Understanding the implications of fluctuating environments on cell progress through the cell cycle

Most current models of the cell cycle are based on the cell experiencing a normal level of oxygen in a constant way. However, experimental evidence suggests that cells do not move constantly through the stages of the cycle, and that the rate of progression through a stage is affected by exposure to fluctuating oxygen environments.

Checkpoints at different phases of the cycle are more or less active in response to the environment, allowing oxygen levels to affect the rate of cell progression. This is particularly important when considering cancerous cells, as tumour cells have different sensitivities to treatment at different points along the cell cycle. Hence investigating the points of the cell cycle at which different cells with different mutations do best under hypoxia (low oxygen) and normoxia (normal oxygen) can suggest how far cells should progress through the cycle before response to treatment is maximised.

For example, radiotherapy resistance can develop when cells become arrested, which occurs at certain checkpoints and is affected by the cell's oxygen environment. This has therapeutic implications, as understanding the points at which cells are most and least responsive to treatment, as well as the type of oxygen environment required to force them into that point may allow for the administering of more effective therapies.
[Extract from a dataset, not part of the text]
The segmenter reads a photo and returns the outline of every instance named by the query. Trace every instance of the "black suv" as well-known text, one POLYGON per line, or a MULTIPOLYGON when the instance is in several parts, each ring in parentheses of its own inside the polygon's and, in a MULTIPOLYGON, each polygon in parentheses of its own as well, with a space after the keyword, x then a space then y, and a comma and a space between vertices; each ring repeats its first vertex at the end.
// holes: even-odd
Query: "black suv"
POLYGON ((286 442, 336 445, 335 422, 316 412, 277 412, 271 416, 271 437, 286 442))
The aim of this project is to understand how cancer cells progress when exposed to a fluctuating environment, and to consider the implications for growth of tumours and the subsequent response to treatment.

To do this, the project will aim to build mathematical models of the cell cycle. Initially a continuum approach will be used, with a nonlinear coupled system of stage-structured partial differential equations. Delay differential equations will be used to account for the effect that the oxygen level experienced by the cell in the recent past has on the cell's progression through the cycle.
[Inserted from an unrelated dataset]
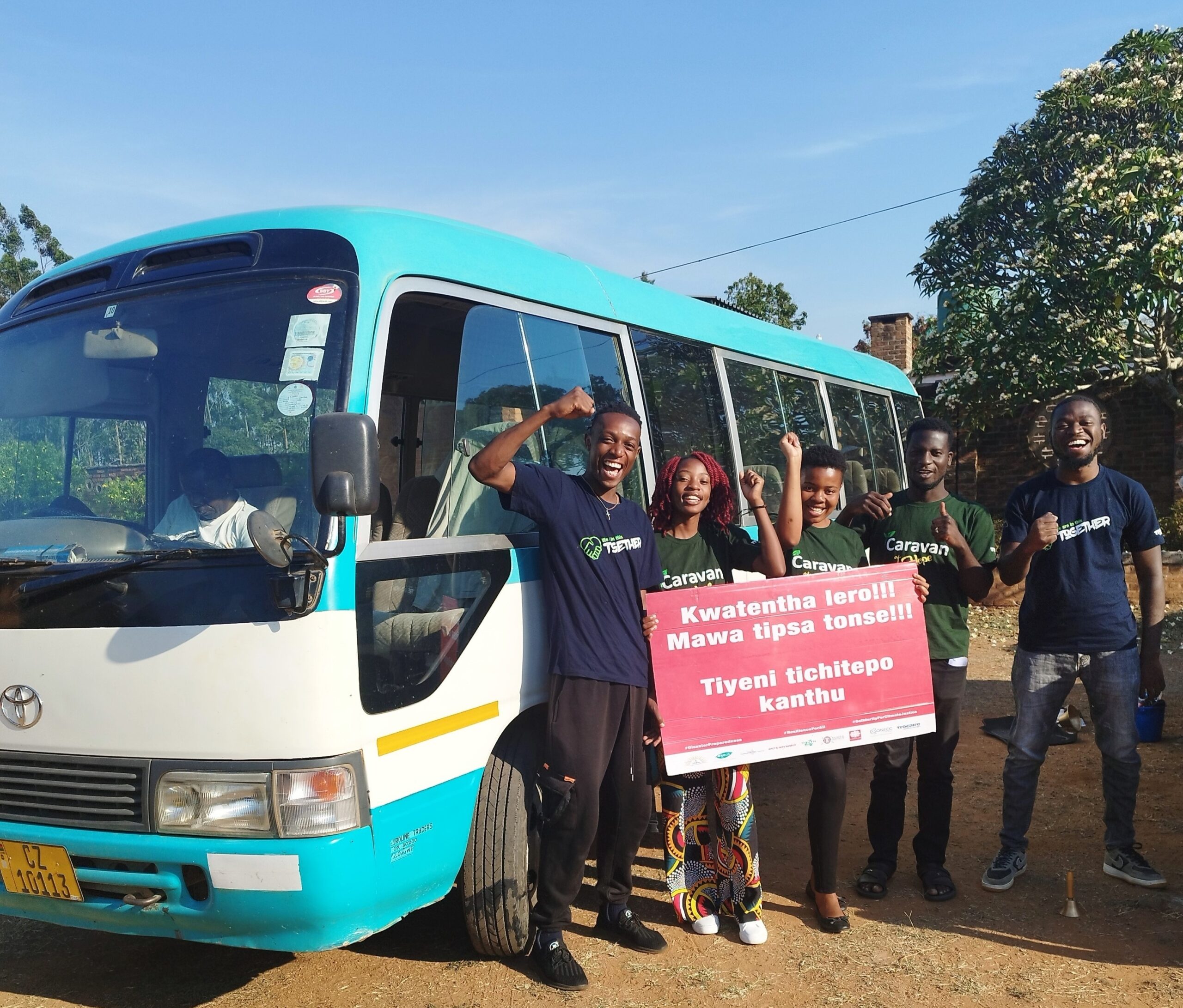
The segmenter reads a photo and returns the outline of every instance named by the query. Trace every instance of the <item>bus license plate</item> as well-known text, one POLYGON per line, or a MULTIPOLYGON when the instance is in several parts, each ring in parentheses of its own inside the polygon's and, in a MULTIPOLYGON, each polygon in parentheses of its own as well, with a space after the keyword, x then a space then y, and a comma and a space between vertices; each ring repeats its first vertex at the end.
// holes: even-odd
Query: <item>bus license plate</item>
POLYGON ((65 847, 0 840, 0 880, 8 892, 82 903, 65 847))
Current progress with this work does not include spatial effects in the model, and so this project will aim to consider such effects. The method of characteristics may be used to analyse the system, along with numerical simulation. Data fitting methods will be used in order to fit models to current data and to analyse the accuracy of the models, and model selection will be considered using Bayesian methods.
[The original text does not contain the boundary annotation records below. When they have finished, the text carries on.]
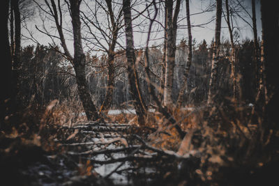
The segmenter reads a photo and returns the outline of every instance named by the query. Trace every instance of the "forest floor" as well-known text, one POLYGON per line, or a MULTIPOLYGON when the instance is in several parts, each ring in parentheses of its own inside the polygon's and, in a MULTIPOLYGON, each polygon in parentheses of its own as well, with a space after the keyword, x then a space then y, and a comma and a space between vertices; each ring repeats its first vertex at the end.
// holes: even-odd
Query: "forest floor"
POLYGON ((1 185, 278 185, 278 132, 263 153, 255 126, 220 129, 208 119, 199 127, 206 118, 199 110, 174 113, 187 132, 183 139, 157 113, 145 126, 127 113, 64 125, 54 111, 45 113, 36 130, 25 121, 0 134, 1 185))

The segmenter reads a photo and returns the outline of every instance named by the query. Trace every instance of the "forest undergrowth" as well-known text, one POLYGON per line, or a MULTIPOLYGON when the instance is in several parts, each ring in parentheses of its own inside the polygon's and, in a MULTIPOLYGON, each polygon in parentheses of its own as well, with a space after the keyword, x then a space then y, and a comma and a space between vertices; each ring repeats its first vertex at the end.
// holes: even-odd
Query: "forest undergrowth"
MULTIPOLYGON (((29 107, 18 113, 20 120, 15 120, 15 116, 6 118, 5 130, 0 134, 1 175, 6 183, 36 185, 42 181, 40 177, 27 173, 27 170, 34 164, 47 164, 51 170, 71 170, 73 175, 82 176, 78 183, 86 185, 112 184, 94 171, 90 161, 80 159, 77 163, 77 160, 67 156, 68 149, 62 145, 63 141, 73 139, 78 141, 82 137, 78 130, 63 130, 63 127, 71 127, 86 121, 86 117, 79 114, 80 108, 80 105, 70 107, 54 100, 44 110, 29 107), (59 164, 59 160, 65 162, 63 165, 59 164)), ((158 111, 149 113, 144 126, 137 125, 133 119, 136 116, 132 114, 107 115, 103 121, 119 124, 130 121, 137 127, 130 131, 131 137, 140 137, 149 146, 172 155, 169 162, 160 164, 173 162, 171 166, 176 171, 162 171, 163 175, 155 183, 166 185, 273 185, 278 183, 279 132, 271 130, 264 138, 261 127, 264 123, 252 111, 251 105, 234 104, 192 110, 174 109, 172 113, 176 124, 186 134, 183 139, 158 111), (195 163, 183 165, 187 158, 195 160, 195 163)), ((63 171, 54 171, 55 176, 49 178, 49 182, 65 183, 70 179, 70 176, 59 175, 63 171)))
In order to compare the models with the data it will be necessary to account for small cell numbers, and so a continuum approach would no longer be appropriate. Hence stochastic effects and agent-based models will be included. In order to access experimental data to use in the project's models, the project will run closely with the Hammond laboratory at the Department of Oncology, University of Oxford. This project falls within the EPSRC "Mathematical Biology" research area.